Traditional methods for classifying Global Navigation Satellite System (GNSS) jamming signals heavily rely on post-processing raw or spectral data streams, which demands complex, high-bandwidth, and costly data transmission to cloud-based systems. To address this challenge, a novel research paper presented at the IEEE/ION PLANS 2025 symposium introduces an edge-centric solution: compressing GNSS data streams directly at the hardware receiver while simultaneously classifying jamming and spoofing attacks in real time.
This hardware-focused approach deploys Generative AI (GenAI), specifically Variational Autoencoders (VAEs), on Google Edge Tensor Processing Units (TPUs). The study evaluates various autoencoder (AE) architectures to compress and reconstruct GNSS signals, prioritizing the preservation of critical interference characteristics while minimizing the data footprint near the receiver.
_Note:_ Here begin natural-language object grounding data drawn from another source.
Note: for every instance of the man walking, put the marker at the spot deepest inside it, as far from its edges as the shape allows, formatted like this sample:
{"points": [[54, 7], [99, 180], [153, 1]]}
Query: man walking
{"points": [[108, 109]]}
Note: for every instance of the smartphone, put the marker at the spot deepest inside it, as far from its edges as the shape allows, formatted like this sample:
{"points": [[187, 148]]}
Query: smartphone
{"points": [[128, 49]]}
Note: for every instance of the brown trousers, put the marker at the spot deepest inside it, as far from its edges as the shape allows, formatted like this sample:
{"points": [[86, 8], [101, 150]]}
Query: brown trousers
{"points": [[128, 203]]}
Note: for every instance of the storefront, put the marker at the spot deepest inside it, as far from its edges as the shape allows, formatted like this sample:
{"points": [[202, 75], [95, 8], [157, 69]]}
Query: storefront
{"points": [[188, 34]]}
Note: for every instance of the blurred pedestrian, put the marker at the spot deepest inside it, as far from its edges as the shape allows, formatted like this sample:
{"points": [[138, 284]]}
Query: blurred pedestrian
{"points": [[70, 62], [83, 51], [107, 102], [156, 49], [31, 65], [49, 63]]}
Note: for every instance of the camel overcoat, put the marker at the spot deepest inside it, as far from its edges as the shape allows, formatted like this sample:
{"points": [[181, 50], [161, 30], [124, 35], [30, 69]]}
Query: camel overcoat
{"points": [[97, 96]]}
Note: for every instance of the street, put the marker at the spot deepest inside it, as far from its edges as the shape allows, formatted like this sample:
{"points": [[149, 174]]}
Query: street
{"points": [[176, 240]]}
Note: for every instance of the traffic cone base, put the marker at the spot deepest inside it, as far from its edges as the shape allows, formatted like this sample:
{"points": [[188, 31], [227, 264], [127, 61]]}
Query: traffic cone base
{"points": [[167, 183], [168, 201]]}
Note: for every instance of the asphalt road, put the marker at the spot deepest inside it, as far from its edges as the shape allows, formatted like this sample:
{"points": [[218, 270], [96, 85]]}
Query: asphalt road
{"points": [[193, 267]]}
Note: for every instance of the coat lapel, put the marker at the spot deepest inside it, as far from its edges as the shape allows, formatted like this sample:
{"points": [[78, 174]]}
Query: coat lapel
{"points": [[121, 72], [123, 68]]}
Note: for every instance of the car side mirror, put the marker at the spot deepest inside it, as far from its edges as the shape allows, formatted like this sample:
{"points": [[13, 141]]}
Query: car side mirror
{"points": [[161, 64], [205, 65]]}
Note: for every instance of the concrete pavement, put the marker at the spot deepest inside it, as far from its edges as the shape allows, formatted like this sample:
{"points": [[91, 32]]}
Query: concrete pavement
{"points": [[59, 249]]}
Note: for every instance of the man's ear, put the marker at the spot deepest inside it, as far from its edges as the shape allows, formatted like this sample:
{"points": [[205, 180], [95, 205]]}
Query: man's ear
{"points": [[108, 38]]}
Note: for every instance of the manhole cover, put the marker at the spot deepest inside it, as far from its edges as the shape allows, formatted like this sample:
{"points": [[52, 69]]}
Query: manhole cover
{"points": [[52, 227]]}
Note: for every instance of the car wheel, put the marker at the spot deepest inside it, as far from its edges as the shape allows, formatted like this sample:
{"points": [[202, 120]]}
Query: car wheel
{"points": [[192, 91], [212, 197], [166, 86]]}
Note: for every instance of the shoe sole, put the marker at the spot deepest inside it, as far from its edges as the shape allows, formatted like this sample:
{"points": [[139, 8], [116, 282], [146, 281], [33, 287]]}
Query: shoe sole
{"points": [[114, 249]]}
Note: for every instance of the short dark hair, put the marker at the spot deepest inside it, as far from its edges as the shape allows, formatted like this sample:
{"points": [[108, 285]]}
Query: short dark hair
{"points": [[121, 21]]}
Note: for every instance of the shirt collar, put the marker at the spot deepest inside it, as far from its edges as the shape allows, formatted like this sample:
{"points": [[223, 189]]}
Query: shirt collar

To match the strict power constraints of edge environments, the pipeline adapts large-scale AE models for Google Edge TPUs using 8-bit quantization, guaranteeing energy-efficient execution.
Evaluated against raw in-phase and quadrature-phase (IQ) data, Fast Fourier Transform (FFT) data, and handcrafted features, the system achieved a remarkable data compression ratio of over 42x. More importantly, the classification of approximately 72 interference types on the reconstructed signals yielded an F2-score of 0.915, closely matching the 0.923 F2-score achieved on original, uncompressed signals. This edge-native pipeline substantially reduces the data transmission overhead, offering a highly practical solution for real-time interference mitigation.
To bolster user trust in sensitive security applications, the researchers conducted ablation studies on conditional and factorized VAEs (e.g., FactorVAE). By exploring latent feature disentanglement for data generation, they enhanced model interpretability, shedding light on how neural networks differentiate and represent complex signal threats in resource-constrained environments.
[AgentUpdate Depth Analysis] This research marks a pivotal milestone for the deployment of autonomous edge AI Agents in physical-world environments. Typically, multimodal agents are constrained by the sheer volume of raw sensor data they must process or transmit. By proving that Generative AI—specifically FactorVAEs—can run locally on ultra-low-power accelerators like the Google Edge TPU to achieve 42x compression and near-lossless feature preservation, this work establishes a blueprint for future "sensor-to-agent" architectures. Autonomous agents operating in disrupted or communication-denied environments (such as tactical drones or maritime vessels) can leverage similar localized VAEs to compress ambient RF or telemetry streams into high-fidelity, interpretable latent spaces. This turns raw, high-dimensional physical signals into semantic representations that local reasoning engines can parse in real-time, enabling resilient, low-latency, and decentralized agent decisions without cloud reliance.